Se não forem implementadas políticas para mudar as coisas, a Organização para a Cooperação e Desenvolvimento Económico diz “Projeta-se que a produção, uso e geração anual de resíduos de plásticos aumente 70% em 2040 em comparação com 2020”, quando o mundo produziu cerca de 480 milhões de toneladas de novos produtos plásticos.
Qual é a posição dos diferentes países em relação à poluição plástica?
Um grupo de 68 países ou blocos, incluindo o Canadá, a UE, o México e a Austrália, passou a ser conhecido como o Coalizão de Alta Ambição (HAC). Os seus líderes apoiaram o objectivo de impedir que toda a nova poluição plástica entre no ambiente até 2040, e acreditam que os países que criam mais plástico, incluindo os EUA, deveriam pagar para fazer a economia global abandonar a dependência de novos plásticos.

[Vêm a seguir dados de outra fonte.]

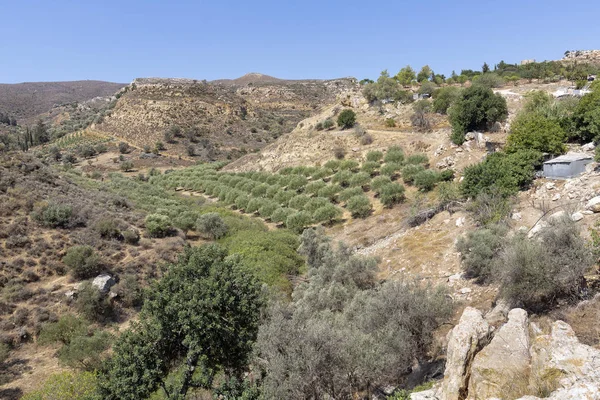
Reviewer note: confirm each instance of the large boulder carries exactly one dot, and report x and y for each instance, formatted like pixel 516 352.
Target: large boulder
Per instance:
pixel 464 341
pixel 502 367
pixel 103 282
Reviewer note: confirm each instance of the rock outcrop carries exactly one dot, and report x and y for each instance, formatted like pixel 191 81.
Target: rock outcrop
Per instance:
pixel 520 362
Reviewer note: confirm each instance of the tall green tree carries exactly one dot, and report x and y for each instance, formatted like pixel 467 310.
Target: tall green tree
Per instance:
pixel 200 319
pixel 406 76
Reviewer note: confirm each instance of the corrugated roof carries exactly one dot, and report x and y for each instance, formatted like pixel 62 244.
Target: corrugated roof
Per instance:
pixel 569 157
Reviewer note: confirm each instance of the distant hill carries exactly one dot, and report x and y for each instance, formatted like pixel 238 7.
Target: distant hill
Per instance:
pixel 26 101
pixel 221 119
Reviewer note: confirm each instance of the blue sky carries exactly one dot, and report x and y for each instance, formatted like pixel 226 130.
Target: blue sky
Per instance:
pixel 121 40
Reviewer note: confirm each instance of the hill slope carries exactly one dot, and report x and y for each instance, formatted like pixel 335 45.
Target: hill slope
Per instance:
pixel 218 120
pixel 27 100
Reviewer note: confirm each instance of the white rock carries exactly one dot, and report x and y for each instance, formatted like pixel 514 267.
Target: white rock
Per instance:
pixel 103 282
pixel 588 147
pixel 463 342
pixel 593 204
pixel 577 216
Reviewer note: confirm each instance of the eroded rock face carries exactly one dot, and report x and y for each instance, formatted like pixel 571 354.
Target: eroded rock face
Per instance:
pixel 503 365
pixel 464 341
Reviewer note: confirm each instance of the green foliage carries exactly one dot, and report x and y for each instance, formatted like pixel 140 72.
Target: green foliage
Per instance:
pixel 391 194
pixel 346 119
pixel 587 116
pixel 67 386
pixel 158 225
pixel 82 261
pixel 444 98
pixel 211 226
pixel 199 319
pixel 54 215
pixel 370 167
pixel 480 252
pixel 409 172
pixel 533 131
pixel 426 180
pixel 360 179
pixel 390 169
pixel 394 155
pixel 328 213
pixel 92 304
pixel 418 158
pixel 374 155
pixel 347 194
pixel 477 108
pixel 85 352
pixel 298 221
pixel 378 182
pixel 359 206
pixel 502 173
pixel 270 255
pixel 537 273
pixel 64 330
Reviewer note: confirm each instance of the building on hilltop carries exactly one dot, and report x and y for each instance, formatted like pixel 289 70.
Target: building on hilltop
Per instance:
pixel 566 166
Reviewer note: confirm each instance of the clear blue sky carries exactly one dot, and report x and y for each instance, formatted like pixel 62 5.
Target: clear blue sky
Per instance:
pixel 121 40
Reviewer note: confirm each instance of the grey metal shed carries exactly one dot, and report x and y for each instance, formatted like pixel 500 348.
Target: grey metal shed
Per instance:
pixel 566 166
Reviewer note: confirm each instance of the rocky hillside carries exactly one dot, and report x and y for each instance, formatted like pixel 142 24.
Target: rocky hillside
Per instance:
pixel 26 101
pixel 217 120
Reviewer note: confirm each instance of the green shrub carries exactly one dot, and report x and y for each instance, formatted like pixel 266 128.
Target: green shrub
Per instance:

Em um declaração conjunta para INC-5o HAC destacou a importância de criar regras globais para garantir que os produtos sejam concebidos tendo em mente a circularidade. Circularidade é o conceito de sustentabilidade de reutilizar e reaproveitar produtos, em vez de usá-los e depois descartá-los, para reduzir a quantidade de resíduos.

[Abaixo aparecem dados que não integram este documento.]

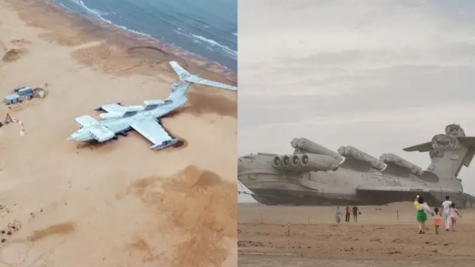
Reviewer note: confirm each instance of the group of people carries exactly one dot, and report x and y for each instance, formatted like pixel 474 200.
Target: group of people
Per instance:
pixel 447 210
pixel 348 212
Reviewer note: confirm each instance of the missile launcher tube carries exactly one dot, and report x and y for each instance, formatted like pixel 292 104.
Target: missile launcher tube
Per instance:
pixel 305 163
pixel 314 148
pixel 349 151
pixel 398 161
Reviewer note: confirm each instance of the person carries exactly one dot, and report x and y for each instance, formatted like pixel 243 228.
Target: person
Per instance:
pixel 338 215
pixel 421 215
pixel 347 214
pixel 446 212
pixel 355 213
pixel 453 218
pixel 437 220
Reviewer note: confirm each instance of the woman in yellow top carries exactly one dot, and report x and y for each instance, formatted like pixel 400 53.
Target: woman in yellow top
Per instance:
pixel 421 215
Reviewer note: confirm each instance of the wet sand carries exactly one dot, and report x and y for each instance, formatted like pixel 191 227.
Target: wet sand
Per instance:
pixel 118 204
pixel 383 236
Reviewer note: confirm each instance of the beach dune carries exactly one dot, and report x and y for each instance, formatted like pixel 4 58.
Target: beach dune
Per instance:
pixel 120 203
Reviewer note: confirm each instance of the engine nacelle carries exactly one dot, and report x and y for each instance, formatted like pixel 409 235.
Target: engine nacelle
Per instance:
pixel 305 163
pixel 314 148
pixel 112 115
pixel 398 161
pixel 351 152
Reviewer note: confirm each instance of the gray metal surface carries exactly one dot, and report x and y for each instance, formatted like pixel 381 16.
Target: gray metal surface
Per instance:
pixel 120 119
pixel 359 178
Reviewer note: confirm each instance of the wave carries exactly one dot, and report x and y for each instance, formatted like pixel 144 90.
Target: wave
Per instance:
pixel 100 15
pixel 211 43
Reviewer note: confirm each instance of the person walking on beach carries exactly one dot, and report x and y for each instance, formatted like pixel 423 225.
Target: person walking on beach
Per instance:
pixel 347 214
pixel 453 217
pixel 355 213
pixel 421 215
pixel 446 212
pixel 338 215
pixel 437 220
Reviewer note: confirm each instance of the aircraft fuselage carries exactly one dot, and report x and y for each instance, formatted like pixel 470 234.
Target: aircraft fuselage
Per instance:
pixel 273 187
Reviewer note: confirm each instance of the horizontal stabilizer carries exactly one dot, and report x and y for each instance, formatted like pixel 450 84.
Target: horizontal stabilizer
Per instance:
pixel 86 121
pixel 101 133
pixel 467 141
pixel 186 76
pixel 425 147
pixel 199 80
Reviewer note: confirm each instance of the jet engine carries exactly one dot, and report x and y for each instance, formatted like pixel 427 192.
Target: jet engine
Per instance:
pixel 395 160
pixel 111 115
pixel 305 163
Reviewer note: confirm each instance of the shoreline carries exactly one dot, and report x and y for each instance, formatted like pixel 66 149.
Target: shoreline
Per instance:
pixel 151 51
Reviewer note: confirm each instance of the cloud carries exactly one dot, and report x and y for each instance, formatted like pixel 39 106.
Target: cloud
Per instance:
pixel 379 75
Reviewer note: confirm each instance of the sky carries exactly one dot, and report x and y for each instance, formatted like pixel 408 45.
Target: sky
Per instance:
pixel 379 75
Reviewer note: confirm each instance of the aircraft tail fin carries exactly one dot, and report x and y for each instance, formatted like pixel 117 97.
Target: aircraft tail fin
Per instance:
pixel 185 76
pixel 448 152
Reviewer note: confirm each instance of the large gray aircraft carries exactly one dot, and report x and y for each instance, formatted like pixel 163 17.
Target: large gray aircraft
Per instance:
pixel 315 175
pixel 120 119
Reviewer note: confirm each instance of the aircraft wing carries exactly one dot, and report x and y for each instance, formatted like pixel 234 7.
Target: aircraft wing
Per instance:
pixel 425 147
pixel 199 80
pixel 101 133
pixel 154 132
pixel 86 121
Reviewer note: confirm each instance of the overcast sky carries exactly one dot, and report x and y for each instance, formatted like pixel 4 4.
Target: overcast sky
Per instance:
pixel 378 75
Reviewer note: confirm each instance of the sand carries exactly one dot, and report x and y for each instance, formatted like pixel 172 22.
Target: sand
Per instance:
pixel 383 236
pixel 118 204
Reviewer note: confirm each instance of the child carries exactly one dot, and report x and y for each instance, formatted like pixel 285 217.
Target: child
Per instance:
pixel 421 216
pixel 338 215
pixel 436 220
pixel 453 212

A indústria petroquímica tem apoiado amplamente um tratado, mas opõe-se firmemente aos limites de produção e prefere confiar noutras soluções, como a reciclagem. Mas como CBS News relatou anteriormentea reciclagem de muitos plásticos é incrivelmente desafiadora, cara e não foi ampliada nem perto do nível que a tornaria uma solução viável para o problema.
Os cientistas sugeriram que, dado o ritmo a que novos produtos plásticos estão a ser fabricados, a reciclagem não será suficiente para combater o seu impacto e a redução da produção deve ser a primeira prioridade.
Em agosto, Reportagem da Reuters uma mudança na política do governo dos EUA para apoiar um tratado global que exige uma redução na produção de plástico, mas três meses depois, site de notícias sem fins lucrativos Grist relatou a administração Biden estava recuando nesse apoio antes do INC-5.
O Departamento de Estado dos EUA apelou a um acordo que trabalhe “para acabar com a poluição plástica que entra no ambiente até 2040”, mas a política americana apoia-se largamente na reciclagem e na circularidade como mecanismos primários para atingir o objectivo – soluções apoiadas pelas indústrias petrolífera e química.
Outro factor que pesa na mente de muitos delegados em Busan esta semana é o facto de a delegação dos EUA ter sido enviada pela administração Biden, que em breve partiria. Existe a preocupação de que quaisquer compromissos que Washington assuma possam ser abandonados pela nova equipa de Trump.